January 22, 2010

Liberty Perseverance and Promise

Written Jan-7-2010

"You have no right, heritage or memorial"

I was thinking of this verse today as Katie and I toured around her ranch. She had a name for every field, dam and rock (well. almost) And she had a few stories for each of those too. All of this made me ache for an upbringing such as she was gifted with. I sat and wondered if she knew how very blessed she is in that. I don't have a piece of land I can lay claim to. I can't take my friends out to "the ranch" and name off every field. My heart aches a new ache at this realization. I want so very much to stake a claim and start making memories. To develop a right. To pick up some stones and make a memorial to my hard work.
Perhaps my writing is my memorial. And the air I breathe is my right.

But paper can burn and air is only good for the first breathe and then it is just a chemical of no use. 

What of my heritage?

Outside of Katie's ranch there is a sign that says "Butcher Ranch, Established 1929". That is a heritage, or at least the beginnings of it. Tonight we watched Good Will Hunting. I pondered Will's heritage for most of the movie. An extremely abusive foster father was all he had to look back on. But he had the chance to be better.  I thought of my dad and his fathers and his fathers father and even further back. Each of them continued to make the mistakes of his own father, even though they too had experienced the brunt of those mistakes. That is my heritage. It isn't exactly something I would want to put on a sign for all the world to see.
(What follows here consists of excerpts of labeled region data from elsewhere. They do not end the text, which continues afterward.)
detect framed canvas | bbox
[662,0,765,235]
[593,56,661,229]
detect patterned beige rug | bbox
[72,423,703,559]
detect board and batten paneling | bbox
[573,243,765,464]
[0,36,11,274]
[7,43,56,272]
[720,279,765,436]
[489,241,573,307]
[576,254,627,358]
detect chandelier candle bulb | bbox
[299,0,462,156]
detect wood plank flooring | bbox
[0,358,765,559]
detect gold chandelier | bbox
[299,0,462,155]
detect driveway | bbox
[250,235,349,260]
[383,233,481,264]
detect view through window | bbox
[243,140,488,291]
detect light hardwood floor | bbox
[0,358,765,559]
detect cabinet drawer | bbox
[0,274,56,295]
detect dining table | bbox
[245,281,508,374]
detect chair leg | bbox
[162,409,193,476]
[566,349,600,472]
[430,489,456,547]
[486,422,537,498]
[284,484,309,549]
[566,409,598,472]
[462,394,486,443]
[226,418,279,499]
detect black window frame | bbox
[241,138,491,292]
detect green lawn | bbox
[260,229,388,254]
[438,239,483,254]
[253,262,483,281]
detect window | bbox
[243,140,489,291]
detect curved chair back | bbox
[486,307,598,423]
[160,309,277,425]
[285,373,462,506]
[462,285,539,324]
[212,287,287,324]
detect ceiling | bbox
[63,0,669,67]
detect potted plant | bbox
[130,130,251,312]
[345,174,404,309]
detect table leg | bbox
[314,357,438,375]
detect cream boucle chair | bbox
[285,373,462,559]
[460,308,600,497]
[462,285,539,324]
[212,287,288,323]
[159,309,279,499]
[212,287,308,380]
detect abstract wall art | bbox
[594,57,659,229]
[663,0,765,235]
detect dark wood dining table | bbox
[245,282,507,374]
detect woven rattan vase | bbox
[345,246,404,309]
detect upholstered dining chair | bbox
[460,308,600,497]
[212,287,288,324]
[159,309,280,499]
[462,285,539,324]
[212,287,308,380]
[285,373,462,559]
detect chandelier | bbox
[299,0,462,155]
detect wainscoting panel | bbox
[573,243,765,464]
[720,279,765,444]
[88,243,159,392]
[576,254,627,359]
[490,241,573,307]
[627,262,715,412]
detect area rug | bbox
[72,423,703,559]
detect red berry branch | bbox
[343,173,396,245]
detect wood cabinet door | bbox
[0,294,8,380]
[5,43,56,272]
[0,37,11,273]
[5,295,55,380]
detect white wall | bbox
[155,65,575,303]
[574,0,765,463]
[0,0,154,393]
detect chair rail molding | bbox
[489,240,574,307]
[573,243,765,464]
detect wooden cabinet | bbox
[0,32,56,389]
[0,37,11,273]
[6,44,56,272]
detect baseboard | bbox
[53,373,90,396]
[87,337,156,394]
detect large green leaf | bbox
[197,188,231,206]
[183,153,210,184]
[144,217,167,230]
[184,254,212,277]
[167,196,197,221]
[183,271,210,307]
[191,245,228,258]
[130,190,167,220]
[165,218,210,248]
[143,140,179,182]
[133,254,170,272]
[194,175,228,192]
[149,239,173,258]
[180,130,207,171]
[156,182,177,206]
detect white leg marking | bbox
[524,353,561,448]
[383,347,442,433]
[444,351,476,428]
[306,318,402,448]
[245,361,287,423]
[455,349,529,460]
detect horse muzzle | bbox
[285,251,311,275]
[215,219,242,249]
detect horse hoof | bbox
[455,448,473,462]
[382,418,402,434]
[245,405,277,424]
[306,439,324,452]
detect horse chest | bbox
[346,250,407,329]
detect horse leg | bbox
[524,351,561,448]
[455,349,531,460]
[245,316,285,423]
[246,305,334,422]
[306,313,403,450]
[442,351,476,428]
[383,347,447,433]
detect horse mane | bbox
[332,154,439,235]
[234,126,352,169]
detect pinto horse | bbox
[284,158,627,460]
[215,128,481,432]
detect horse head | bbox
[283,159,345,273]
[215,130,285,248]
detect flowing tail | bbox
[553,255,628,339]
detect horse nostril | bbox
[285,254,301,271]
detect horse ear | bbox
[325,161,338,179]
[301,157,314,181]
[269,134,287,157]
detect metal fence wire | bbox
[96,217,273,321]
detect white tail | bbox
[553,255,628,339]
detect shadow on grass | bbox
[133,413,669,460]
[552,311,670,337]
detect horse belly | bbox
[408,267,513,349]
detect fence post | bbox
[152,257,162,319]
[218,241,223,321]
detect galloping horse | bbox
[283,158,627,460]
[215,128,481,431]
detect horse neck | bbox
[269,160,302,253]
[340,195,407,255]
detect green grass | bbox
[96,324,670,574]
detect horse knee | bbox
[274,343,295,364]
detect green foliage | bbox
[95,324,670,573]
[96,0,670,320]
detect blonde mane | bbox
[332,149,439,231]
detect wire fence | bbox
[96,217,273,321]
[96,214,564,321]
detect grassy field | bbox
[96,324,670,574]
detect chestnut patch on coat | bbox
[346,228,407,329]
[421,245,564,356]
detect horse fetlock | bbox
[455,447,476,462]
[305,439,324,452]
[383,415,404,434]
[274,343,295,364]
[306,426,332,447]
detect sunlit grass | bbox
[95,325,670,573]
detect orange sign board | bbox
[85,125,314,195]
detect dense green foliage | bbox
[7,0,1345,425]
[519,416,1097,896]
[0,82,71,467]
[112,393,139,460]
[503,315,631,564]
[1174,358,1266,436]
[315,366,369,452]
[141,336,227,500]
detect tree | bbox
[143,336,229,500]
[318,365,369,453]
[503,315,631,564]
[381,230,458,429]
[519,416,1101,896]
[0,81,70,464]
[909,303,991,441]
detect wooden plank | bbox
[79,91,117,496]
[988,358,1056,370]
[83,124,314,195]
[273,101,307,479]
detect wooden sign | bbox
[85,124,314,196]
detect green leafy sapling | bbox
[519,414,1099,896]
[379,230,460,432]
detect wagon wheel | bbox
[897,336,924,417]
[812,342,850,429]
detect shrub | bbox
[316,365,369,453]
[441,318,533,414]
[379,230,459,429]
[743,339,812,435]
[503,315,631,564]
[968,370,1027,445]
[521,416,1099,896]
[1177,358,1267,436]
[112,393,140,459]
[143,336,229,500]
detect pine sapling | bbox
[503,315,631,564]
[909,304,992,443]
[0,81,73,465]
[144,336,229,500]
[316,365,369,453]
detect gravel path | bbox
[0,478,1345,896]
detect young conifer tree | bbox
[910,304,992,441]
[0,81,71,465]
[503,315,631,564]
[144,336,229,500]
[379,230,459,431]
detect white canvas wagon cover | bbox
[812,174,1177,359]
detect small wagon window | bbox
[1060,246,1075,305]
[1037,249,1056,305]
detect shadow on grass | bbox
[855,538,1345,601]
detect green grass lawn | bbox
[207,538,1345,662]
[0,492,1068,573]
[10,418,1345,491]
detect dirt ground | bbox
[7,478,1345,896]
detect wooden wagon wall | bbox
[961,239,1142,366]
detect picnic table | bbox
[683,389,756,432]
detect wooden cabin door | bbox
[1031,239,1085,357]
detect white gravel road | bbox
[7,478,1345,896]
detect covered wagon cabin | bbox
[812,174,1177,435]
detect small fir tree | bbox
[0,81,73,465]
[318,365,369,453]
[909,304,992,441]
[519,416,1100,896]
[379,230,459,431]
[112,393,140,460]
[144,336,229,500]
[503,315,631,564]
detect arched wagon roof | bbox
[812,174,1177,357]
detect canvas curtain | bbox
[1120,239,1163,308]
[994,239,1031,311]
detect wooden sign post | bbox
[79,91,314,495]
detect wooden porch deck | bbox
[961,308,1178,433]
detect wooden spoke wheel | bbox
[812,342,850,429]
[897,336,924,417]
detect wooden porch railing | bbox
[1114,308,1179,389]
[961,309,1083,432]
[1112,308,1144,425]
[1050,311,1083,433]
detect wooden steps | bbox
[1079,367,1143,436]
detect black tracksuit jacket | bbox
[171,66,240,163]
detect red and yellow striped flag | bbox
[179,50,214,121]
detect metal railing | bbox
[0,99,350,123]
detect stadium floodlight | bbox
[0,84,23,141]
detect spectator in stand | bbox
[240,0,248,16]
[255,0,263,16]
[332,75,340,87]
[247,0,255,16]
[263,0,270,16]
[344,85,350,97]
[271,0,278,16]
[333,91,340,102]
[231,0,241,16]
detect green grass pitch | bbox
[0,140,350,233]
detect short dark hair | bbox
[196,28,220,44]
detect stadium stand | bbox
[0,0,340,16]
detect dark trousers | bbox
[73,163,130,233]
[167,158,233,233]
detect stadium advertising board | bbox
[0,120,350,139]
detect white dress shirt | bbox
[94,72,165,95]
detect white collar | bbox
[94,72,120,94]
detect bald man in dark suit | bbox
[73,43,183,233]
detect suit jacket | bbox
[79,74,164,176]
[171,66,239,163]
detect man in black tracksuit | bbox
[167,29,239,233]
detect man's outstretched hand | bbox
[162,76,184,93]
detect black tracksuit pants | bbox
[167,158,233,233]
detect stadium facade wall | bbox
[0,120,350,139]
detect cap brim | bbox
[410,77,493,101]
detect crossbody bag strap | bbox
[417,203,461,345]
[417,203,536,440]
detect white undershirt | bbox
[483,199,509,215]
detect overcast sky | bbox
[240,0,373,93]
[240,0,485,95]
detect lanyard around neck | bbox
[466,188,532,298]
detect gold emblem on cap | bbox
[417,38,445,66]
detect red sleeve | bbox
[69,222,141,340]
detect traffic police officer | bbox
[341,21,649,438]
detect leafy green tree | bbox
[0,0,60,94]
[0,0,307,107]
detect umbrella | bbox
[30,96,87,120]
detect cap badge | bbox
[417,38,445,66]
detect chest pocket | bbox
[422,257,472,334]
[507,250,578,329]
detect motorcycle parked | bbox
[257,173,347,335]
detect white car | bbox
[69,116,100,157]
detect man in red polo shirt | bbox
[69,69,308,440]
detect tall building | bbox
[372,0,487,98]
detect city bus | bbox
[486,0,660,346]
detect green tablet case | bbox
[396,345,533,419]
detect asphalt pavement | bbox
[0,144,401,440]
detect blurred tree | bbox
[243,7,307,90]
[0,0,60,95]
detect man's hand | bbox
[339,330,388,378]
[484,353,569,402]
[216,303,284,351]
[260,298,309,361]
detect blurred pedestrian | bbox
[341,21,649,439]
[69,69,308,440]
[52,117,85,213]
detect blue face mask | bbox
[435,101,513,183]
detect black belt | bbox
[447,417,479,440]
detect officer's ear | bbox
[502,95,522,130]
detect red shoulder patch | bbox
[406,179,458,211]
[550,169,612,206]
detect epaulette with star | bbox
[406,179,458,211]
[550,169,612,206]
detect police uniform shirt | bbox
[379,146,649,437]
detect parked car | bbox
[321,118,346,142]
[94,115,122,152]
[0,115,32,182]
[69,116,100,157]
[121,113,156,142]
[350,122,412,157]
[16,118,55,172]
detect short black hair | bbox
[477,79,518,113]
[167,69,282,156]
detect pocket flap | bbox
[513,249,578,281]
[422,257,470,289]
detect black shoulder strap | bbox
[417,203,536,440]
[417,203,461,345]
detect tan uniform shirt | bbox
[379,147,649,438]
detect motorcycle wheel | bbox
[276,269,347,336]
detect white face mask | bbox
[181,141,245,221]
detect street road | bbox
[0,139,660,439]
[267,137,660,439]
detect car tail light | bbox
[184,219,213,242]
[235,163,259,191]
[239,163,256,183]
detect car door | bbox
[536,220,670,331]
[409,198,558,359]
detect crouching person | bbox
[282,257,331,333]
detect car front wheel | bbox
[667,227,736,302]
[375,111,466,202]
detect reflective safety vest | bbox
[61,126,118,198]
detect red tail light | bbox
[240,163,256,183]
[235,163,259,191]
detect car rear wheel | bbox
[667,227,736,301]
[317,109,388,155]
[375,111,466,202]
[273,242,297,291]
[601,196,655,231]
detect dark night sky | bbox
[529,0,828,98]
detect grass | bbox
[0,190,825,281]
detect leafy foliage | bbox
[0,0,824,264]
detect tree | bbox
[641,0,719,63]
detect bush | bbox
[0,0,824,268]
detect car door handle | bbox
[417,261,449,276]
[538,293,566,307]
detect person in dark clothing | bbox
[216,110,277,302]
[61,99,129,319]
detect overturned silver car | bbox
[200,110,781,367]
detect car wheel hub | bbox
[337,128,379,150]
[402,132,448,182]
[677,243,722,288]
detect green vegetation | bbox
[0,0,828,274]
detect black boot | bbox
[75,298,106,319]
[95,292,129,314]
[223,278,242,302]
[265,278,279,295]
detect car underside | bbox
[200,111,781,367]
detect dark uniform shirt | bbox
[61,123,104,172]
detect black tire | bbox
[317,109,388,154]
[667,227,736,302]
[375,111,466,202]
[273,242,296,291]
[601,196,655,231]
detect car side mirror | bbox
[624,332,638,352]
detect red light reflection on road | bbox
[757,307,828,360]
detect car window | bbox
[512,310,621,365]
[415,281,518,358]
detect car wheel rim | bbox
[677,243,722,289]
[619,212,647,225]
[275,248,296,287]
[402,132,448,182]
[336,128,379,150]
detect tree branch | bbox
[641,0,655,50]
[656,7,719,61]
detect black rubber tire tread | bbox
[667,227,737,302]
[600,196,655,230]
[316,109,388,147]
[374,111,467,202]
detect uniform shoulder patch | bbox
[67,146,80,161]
Do I have the chance to better? Do I have the chance to be different? Do I have the chance to establish a heritage my children's children can be proud of? I believe I do. Fear threatens to overtake my passion. That voice whispering in my ear tells me it isn't so, that I cannot overcome predestination and genes. Is the desire to have a heritage right and memorial enough? To at least start on a path I can be proud of? Can I rebuild my section of the wall and move on, better and different? Something tells me deep inside that I can, it is possible, if I can keep this tight grip on my dreams and promises. If I promise myself here and now that I do want a right to my blessings, a memorial to my hard work and a heritage that I can display for the world to see.
Then I can indeed have it.

Perhaps I am overly optimistic.
But if I didn't believe these words I would be a hypocrite.
Today I told Janae that she can do anything that she sets her mind too.
Maybe this is my anything.
My all or nothing.
My first brick in the wall that is to be my future.

Liberty is a soul's right to breathe. 

That doesn't mean inhaling diesel exhaust mixed with sewer fumes, but breathing in the sweet aroma of freedom and the opportunity to rise above genes, habits and addiction. To be the best you that you can be. In fact, even better. I don't know what my best is, or what my better than best is.
I do know this, it is out there.  


And my soul is ready to breathe. 
To breathe in Liberty, Perseverance and Promise. 

1 comment:

  1. I love you :) And yes, I believe you can start it now and you can lead a life different than those that came before :) I had no idea that all these thoughts were going through your head as we were driving through the ranch. I say go for it! I think your legacy began the moment you were born. You have been touching lives since then. Your help with my siblings and my cousins can definitely be added to your legacy :) Your friendship to me has been part of your legacy :) You are doing it Emily, everyday you get up in the morning and every person you talk to is a part of it!! But yes I say go for it! So not be all ridiculous but there is a set of lyrics by Relient K that I have taken to heart its at the end of one of their songs "do what will make God happy, do what you feel is right
    only but one thing matters, learn how to live your life" So now I kind of feel like I'm rambling but I hope you are getting what I am saying :) DO it! Decide on what you want your legacy to look like and and keep at it! Love you much! oh btw love your admissions essay I ready it on your blog today :D Way to go Emily! and I love how politically vocal you are becoming! It makes me feel like I need to step it up a notch! ♥ Yes I just did that :D Love you!